A finite element model of the gearcasing that incorporates the proposed design changes is then assembled with all other (test-based) component models into a new hybrid model, which is taken through the entire calculation process: mode shape calculation; transfer function synthesis on hybrid model; operating response calculation through combining synthesized transfer functions and equivalent operating force data. The operating response levels which are calculated on the new hybrid model can directly be compared to the levels obtained on the original model and to the target levels that are required to be met.
Depending on the outcome such a comparison, further steps may need to be taken to improve the compressor unit’s operating vibration behavior. It is clear from the graph that design modifications to the gearcasing can reduce critical vibration levels sufficiently for the global system modes (like bending and pumping modes), but that the torsion mode can not be controlled to full satisfaction through gearcasing modifications only.

The physical design changes to the gearcasing are, in a next step, complemented by modal model-based design changes to the throttle valve. Remember indeed that the compressor element with the throttle valve mounted have up till now been described by one single test-based modal model, and this model now serves as a simple tool to identify (and confirm) the potential related to design changes to the throttle valve.

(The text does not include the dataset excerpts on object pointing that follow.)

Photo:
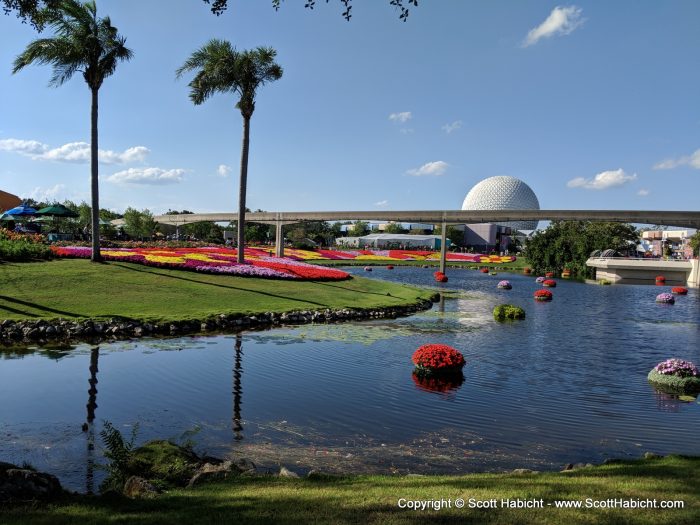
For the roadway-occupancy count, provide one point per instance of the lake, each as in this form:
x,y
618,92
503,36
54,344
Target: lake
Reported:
x,y
567,384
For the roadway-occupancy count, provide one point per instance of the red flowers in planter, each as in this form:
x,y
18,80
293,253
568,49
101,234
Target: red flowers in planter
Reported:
x,y
434,358
543,295
440,277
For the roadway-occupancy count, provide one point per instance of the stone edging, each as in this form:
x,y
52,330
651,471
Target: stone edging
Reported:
x,y
16,332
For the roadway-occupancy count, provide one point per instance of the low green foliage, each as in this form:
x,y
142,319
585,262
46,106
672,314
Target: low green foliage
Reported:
x,y
568,244
73,288
504,312
23,251
375,500
119,454
674,384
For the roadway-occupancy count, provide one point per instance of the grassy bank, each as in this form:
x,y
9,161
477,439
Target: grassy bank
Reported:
x,y
80,289
373,500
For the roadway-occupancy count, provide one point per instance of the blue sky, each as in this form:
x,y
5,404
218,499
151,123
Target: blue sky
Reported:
x,y
593,104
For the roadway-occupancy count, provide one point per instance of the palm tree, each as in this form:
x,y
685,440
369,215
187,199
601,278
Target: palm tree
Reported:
x,y
92,46
220,68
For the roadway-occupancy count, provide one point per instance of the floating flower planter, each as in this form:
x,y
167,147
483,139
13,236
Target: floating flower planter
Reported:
x,y
504,312
440,277
543,295
675,376
665,298
437,359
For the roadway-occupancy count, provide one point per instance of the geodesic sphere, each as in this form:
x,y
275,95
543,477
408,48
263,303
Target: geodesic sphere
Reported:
x,y
503,193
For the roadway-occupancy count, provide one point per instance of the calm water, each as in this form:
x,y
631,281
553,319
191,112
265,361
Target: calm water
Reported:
x,y
567,384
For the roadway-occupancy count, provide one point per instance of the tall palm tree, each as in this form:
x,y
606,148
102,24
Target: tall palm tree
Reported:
x,y
82,42
222,69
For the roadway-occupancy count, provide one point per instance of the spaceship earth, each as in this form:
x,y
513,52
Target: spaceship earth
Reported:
x,y
503,193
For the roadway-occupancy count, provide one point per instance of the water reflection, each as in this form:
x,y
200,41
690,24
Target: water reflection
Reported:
x,y
441,384
237,389
89,426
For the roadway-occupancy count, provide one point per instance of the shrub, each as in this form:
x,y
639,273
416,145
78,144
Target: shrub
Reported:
x,y
504,312
675,376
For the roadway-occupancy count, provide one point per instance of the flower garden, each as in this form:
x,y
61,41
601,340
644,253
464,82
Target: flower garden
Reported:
x,y
212,260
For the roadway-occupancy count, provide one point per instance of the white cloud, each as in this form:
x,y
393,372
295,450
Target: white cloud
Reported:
x,y
454,126
402,117
603,181
72,152
435,168
151,176
561,21
692,160
47,194
223,170
24,147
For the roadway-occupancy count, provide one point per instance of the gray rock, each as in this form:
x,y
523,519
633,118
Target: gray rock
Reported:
x,y
138,488
286,473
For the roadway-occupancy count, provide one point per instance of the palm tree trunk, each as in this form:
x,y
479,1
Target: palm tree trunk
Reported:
x,y
242,189
94,182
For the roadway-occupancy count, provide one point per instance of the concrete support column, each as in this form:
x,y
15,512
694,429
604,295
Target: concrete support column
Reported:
x,y
279,240
443,247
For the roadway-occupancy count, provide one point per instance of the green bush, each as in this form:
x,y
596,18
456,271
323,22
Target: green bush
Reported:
x,y
673,384
504,312
20,250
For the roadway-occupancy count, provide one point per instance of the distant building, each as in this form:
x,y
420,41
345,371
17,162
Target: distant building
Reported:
x,y
498,193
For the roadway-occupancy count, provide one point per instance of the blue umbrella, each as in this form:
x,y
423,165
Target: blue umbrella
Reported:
x,y
21,211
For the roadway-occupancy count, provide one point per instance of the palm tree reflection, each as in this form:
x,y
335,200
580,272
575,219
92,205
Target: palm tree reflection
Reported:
x,y
237,389
88,426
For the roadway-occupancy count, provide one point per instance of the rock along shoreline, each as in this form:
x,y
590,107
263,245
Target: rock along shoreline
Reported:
x,y
94,331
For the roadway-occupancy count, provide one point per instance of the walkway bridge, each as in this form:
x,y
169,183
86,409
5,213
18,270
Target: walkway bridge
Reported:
x,y
684,219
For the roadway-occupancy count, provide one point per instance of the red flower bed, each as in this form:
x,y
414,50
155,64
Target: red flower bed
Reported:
x,y
543,295
437,358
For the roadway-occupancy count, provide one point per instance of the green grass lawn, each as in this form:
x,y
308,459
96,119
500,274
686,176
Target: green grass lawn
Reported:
x,y
73,288
373,499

The question remains, of course, how those modal model-based design changes can be translated into physical design modifications. This requires a FE model of the throttle valve to be available and to be introduced into the hybrid modeling process, along with an experimental modal analysis on the compressor element without the throttle valve mounted. The hybrid modeling methodology can then be applied on the new assembly in order to investigate effective design modifications on the throttle valve.
Conclusion
This case history clearly illustrates the potential of hybrid modeling techniques to come up with effective and detailed design modifications. It is clear that, although the approach is a CAE one, testing plays a crucial role in it. Instead of being focused on troubleshooting, as is often the case, the carefully planned testing program supports the entire CAE-based vibration optimization program by providing a set of comprehensive component models and reference data.